Your EMR cluster can interact with AWS KMS to get the keys for encrypting or decrypting the data while it's being stored or transferred between cluster nodes.
Lake House architecture overview
Lake House is a new architecture pattern that tries to address the shortcomings of data lakes and combines the best of data lakes and data warehousing. It acknowledges that the one-size-fits-all strategy to analytics eventually leads to compromises. It is not just about connecting a data lake to a data warehouse or making data lake access more structured; it's also about connecting a data lake, a data warehouse, and other purpose-built data storage to enable unified data management and governance.

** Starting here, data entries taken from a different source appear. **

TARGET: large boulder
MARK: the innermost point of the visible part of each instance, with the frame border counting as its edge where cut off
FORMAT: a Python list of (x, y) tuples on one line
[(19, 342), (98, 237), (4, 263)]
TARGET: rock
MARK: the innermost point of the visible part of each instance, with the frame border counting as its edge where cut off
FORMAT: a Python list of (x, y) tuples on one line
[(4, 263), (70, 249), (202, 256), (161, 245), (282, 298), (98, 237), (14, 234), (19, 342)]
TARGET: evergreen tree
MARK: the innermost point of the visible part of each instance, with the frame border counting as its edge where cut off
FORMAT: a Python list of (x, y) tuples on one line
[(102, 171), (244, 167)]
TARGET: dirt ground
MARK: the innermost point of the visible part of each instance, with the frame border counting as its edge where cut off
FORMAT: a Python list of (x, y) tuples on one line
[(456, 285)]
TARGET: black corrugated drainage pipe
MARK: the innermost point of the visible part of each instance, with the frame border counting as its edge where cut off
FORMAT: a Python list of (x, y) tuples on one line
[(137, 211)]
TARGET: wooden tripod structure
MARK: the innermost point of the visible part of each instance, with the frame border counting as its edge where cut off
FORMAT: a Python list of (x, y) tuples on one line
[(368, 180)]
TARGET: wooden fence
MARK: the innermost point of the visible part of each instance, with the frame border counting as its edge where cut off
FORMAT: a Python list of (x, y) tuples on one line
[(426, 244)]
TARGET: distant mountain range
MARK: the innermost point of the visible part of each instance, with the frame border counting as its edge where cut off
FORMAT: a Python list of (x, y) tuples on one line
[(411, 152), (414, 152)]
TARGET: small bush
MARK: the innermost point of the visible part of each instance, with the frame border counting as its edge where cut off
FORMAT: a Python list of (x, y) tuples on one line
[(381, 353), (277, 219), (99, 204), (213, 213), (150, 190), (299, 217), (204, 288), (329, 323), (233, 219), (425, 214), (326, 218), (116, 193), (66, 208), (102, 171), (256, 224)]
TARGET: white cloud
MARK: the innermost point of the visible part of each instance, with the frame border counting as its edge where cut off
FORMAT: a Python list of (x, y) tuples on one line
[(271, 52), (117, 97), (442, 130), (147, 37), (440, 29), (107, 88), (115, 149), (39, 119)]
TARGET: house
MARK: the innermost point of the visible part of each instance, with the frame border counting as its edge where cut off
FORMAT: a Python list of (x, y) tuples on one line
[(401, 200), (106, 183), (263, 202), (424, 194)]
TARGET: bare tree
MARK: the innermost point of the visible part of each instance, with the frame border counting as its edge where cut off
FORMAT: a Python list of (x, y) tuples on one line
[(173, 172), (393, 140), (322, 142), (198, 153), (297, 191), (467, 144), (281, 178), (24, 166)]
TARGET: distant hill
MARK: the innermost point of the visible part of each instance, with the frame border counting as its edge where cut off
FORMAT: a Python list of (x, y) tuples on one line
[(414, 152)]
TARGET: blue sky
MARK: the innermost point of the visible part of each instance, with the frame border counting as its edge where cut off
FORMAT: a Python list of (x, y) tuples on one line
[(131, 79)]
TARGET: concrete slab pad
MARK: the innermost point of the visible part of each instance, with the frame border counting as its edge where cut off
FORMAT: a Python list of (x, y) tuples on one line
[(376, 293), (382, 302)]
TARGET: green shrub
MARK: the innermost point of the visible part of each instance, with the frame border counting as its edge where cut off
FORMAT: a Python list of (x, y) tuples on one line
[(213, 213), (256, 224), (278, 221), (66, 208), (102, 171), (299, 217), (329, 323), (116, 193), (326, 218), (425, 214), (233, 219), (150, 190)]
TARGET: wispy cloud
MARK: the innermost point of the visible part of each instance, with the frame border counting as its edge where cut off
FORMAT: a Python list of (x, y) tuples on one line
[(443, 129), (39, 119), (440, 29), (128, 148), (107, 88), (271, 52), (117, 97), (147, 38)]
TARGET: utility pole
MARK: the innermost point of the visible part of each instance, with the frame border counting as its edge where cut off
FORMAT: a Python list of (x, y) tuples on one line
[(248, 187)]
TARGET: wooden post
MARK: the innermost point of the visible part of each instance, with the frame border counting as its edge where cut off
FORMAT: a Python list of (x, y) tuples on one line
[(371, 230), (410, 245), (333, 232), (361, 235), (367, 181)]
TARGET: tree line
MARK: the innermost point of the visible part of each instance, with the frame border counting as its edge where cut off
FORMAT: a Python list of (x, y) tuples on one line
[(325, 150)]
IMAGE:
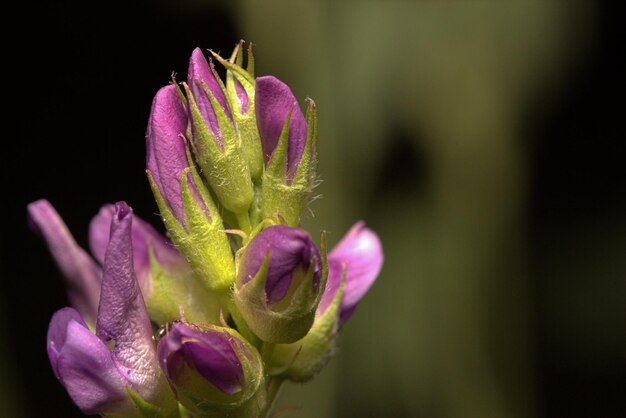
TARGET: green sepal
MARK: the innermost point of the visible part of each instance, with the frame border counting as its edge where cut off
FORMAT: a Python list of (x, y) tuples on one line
[(288, 320), (206, 247), (245, 121), (148, 410), (225, 169), (200, 240), (303, 360), (173, 296), (286, 195)]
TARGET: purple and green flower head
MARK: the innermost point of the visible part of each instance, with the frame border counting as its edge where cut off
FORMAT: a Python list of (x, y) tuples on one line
[(280, 281), (212, 369), (243, 296), (115, 370), (289, 141)]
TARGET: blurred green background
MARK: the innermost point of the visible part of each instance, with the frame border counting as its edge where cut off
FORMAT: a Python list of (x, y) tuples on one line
[(482, 140)]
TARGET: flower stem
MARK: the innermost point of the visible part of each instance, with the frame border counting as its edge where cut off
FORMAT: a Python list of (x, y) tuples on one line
[(273, 389), (243, 219)]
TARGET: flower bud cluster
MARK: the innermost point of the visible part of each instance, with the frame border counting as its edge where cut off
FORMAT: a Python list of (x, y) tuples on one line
[(209, 322)]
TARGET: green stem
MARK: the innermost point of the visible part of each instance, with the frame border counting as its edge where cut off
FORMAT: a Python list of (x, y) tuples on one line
[(273, 389), (266, 351), (243, 219), (242, 326)]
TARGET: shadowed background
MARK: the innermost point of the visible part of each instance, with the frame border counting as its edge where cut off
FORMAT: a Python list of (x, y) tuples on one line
[(483, 141)]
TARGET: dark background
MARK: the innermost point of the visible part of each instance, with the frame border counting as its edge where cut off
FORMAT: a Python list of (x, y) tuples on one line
[(80, 96)]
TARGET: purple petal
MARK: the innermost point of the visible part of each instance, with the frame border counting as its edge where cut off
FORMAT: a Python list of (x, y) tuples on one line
[(199, 71), (57, 333), (122, 317), (81, 273), (291, 251), (144, 236), (361, 252), (274, 100), (166, 155), (88, 372), (208, 352)]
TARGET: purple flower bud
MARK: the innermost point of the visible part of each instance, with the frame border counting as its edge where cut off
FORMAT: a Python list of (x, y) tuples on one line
[(199, 76), (211, 369), (165, 147), (189, 213), (274, 101), (361, 253), (99, 370), (279, 283), (291, 254), (81, 273), (216, 141), (144, 238)]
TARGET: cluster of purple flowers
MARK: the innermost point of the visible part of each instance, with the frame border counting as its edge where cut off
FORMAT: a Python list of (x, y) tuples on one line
[(239, 299)]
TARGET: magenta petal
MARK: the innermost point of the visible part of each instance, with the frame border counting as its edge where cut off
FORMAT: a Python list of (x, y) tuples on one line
[(88, 372), (57, 333), (274, 100), (199, 72), (144, 236), (122, 316), (82, 275), (209, 352), (291, 252), (361, 252), (165, 146)]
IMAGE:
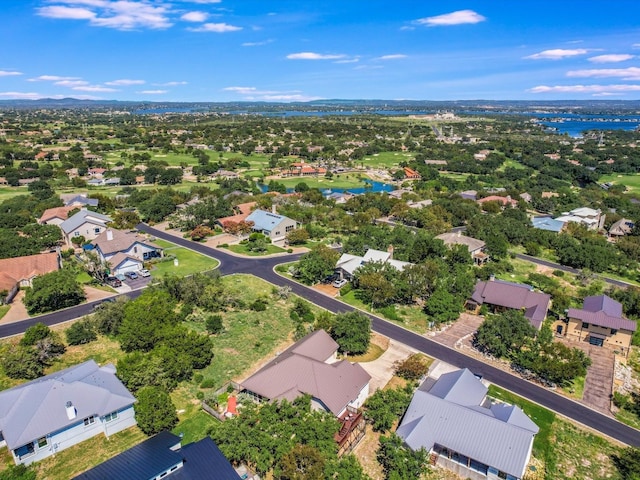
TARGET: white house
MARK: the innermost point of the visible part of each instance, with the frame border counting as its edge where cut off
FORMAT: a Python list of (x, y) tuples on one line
[(465, 432), (57, 411), (124, 251), (85, 224)]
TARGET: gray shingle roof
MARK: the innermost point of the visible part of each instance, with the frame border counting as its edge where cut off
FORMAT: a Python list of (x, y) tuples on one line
[(516, 296), (500, 436), (37, 408), (84, 216), (603, 311), (300, 370)]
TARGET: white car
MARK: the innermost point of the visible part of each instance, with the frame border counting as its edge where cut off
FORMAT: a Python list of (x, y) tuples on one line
[(339, 283)]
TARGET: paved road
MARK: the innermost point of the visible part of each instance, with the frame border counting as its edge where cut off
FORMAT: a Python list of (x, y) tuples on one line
[(263, 268)]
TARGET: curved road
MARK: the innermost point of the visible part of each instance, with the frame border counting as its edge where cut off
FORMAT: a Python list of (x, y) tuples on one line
[(263, 268)]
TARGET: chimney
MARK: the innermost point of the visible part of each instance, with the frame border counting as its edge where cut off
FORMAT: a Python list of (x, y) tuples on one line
[(71, 410)]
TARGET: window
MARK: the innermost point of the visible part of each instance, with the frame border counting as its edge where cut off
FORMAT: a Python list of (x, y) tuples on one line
[(110, 416)]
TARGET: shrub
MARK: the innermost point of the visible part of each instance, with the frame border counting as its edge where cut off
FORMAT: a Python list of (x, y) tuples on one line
[(413, 367), (214, 324), (81, 332), (207, 383)]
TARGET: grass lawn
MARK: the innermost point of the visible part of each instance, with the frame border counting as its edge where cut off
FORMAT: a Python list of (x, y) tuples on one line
[(242, 249), (189, 262), (408, 316), (565, 450), (386, 159), (344, 180), (4, 309), (631, 181)]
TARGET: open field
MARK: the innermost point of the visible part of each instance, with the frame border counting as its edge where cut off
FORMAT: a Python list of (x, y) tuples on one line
[(189, 262), (386, 159), (564, 450), (632, 182)]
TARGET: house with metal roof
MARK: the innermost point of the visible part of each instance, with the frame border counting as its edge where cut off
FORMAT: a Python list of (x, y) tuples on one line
[(347, 264), (476, 247), (599, 322), (310, 367), (55, 412), (500, 295), (548, 223), (124, 251), (163, 456), (466, 432), (271, 224), (85, 224)]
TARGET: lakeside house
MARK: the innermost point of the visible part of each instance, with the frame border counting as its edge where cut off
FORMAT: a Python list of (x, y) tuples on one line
[(499, 295), (19, 272), (60, 410), (465, 432), (599, 322), (310, 367)]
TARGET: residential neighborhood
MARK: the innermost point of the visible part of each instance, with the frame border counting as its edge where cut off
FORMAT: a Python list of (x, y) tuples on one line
[(240, 297)]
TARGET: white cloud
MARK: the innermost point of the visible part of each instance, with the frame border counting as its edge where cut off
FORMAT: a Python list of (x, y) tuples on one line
[(595, 89), (611, 58), (195, 16), (252, 93), (21, 95), (256, 44), (118, 14), (71, 83), (396, 56), (558, 53), (170, 84), (454, 18), (94, 88), (631, 73), (51, 78), (314, 56), (216, 27), (124, 82)]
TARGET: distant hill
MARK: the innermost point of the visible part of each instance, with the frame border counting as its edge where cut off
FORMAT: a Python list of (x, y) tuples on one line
[(364, 105)]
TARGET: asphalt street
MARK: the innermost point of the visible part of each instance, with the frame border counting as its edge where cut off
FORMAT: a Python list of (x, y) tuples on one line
[(263, 268)]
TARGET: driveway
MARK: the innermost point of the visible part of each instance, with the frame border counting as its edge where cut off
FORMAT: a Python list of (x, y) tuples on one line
[(381, 369), (461, 331)]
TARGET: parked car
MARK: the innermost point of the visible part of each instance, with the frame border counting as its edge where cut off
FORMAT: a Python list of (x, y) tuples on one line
[(113, 282), (339, 283)]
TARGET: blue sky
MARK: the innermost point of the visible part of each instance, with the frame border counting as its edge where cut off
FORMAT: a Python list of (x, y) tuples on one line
[(299, 50)]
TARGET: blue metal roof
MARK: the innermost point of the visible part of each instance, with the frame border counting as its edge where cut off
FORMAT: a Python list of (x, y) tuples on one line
[(201, 460)]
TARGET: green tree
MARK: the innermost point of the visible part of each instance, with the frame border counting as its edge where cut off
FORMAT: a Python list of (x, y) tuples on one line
[(317, 264), (504, 335), (81, 332), (155, 411), (352, 332), (53, 291), (302, 463), (398, 461)]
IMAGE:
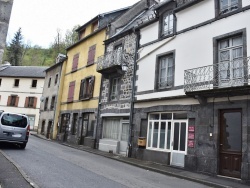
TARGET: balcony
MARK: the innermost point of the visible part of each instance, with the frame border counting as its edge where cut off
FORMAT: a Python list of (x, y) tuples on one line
[(227, 77), (111, 63)]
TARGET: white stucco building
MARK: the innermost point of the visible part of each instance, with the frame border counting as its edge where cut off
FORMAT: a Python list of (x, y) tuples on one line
[(192, 86), (21, 88)]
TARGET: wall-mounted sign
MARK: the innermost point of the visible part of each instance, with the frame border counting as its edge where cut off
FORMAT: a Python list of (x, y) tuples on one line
[(191, 136), (191, 129), (190, 143)]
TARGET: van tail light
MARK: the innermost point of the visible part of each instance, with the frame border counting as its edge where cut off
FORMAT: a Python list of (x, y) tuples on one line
[(28, 131)]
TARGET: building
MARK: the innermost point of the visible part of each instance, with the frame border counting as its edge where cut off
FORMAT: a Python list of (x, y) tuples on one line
[(5, 7), (21, 89), (50, 98), (117, 69), (192, 87), (81, 82)]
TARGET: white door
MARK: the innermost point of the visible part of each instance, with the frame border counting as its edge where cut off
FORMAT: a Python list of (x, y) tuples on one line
[(178, 143), (124, 134)]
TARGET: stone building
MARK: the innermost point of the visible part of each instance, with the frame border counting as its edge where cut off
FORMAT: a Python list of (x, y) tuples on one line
[(192, 87), (117, 69), (5, 12), (50, 98)]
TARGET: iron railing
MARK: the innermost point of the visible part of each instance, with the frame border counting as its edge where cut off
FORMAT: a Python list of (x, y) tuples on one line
[(182, 2), (220, 75), (110, 59)]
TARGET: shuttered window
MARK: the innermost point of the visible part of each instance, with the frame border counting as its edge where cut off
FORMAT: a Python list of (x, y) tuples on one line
[(91, 55), (87, 88), (75, 62), (71, 91)]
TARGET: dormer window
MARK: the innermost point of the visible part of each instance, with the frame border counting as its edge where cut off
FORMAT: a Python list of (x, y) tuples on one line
[(227, 6), (167, 24)]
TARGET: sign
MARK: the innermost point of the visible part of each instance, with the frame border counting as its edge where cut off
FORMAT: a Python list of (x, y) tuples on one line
[(190, 143)]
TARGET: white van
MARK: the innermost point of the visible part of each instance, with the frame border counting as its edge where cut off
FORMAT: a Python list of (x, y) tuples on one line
[(14, 128)]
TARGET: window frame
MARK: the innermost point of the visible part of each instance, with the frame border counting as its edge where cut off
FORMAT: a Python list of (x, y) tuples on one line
[(117, 88), (83, 94), (218, 9), (157, 70), (34, 84), (16, 82)]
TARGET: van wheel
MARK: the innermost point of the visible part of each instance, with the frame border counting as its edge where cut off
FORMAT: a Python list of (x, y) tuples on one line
[(22, 146)]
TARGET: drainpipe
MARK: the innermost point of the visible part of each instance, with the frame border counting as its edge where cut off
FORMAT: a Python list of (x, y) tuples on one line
[(132, 96)]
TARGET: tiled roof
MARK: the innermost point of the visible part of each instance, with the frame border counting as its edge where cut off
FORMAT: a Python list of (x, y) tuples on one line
[(23, 71)]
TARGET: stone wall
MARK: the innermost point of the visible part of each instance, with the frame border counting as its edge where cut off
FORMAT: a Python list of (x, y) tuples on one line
[(5, 12)]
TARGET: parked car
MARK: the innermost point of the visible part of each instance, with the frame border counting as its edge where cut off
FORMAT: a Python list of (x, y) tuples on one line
[(14, 128)]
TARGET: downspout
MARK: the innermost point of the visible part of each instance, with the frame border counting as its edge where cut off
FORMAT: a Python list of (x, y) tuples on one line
[(132, 96)]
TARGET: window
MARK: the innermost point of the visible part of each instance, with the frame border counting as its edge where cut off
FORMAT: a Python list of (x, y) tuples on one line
[(87, 88), (167, 25), (228, 6), (94, 26), (56, 79), (91, 55), (167, 131), (16, 83), (49, 82), (71, 91), (34, 83), (30, 102), (165, 72), (75, 62), (46, 104), (52, 105), (114, 92), (231, 67), (13, 100), (74, 123)]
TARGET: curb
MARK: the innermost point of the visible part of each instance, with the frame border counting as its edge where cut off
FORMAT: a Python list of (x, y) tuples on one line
[(25, 176)]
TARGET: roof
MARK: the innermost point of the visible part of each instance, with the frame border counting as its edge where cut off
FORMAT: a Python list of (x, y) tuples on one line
[(23, 72)]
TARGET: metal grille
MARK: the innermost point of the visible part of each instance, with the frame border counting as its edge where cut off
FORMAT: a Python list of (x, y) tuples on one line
[(110, 59), (226, 74)]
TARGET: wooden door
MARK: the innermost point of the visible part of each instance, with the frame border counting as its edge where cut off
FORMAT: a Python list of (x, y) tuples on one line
[(230, 143)]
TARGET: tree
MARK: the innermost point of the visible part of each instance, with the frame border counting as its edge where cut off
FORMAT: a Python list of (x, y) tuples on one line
[(15, 49)]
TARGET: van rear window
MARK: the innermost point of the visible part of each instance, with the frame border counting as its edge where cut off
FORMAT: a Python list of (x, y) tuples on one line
[(14, 120)]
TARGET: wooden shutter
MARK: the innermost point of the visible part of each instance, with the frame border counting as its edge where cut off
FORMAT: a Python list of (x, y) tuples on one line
[(81, 94), (71, 91), (9, 99), (16, 102), (91, 55), (91, 87), (34, 103), (26, 102), (75, 62)]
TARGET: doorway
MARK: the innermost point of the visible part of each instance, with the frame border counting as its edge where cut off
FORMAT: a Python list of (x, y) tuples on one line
[(230, 152)]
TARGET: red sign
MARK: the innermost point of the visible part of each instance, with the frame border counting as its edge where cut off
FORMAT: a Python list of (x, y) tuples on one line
[(191, 143), (191, 129), (191, 136)]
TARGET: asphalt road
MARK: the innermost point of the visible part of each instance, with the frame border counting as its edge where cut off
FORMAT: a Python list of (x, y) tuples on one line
[(51, 165)]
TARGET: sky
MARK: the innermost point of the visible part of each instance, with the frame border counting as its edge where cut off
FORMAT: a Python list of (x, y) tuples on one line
[(40, 19)]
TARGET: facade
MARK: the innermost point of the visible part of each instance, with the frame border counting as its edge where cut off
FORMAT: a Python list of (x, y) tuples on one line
[(192, 87), (81, 82), (21, 90), (5, 9), (50, 100), (117, 69)]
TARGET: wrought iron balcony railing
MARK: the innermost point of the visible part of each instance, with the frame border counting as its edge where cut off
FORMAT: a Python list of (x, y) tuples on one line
[(110, 60), (182, 2), (220, 75)]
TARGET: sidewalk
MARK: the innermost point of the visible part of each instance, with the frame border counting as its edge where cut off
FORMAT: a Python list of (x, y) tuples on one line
[(220, 182)]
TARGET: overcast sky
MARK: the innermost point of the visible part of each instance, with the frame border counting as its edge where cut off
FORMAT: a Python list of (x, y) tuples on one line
[(40, 19)]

In AWS, you can use Amazon S3 as a data lake, Amazon EMR or AWS Glue for ETL transformations, and Redshift for data warehousing. Then, you can integrate other relational NoSQL data stores on top of it to solve different big data or machine learning use cases.
The following diagram is a high-level representation of how you can integrate the Lake House architecture in AWS:
Figure 1.6 – Lake House architecture reference
As you can see in the preceding diagram, we have the Amazon S3 data lake in the center, supported by AWS Glue for serverless ETL and AWS Lake Formation for granular permission management.
Around the centralized data lake, we have the following:
- Amazon EMR for batch or streaming big data processing
- Amazon OpenSearch service for log analytics or search use cases
- Amazon Redshift for data warehousing or data mart use cases
- Amazon DynamoDB for key-value NoSQL store
- Amazon Aurora for operational reporting or external metastore
- Amazon SageMaker for machine learning model training and inference
As explained previously, the Lake House architecture represents how you can bring in the best of multiple services to build an ecosystem that addresses your organization's analytics needs.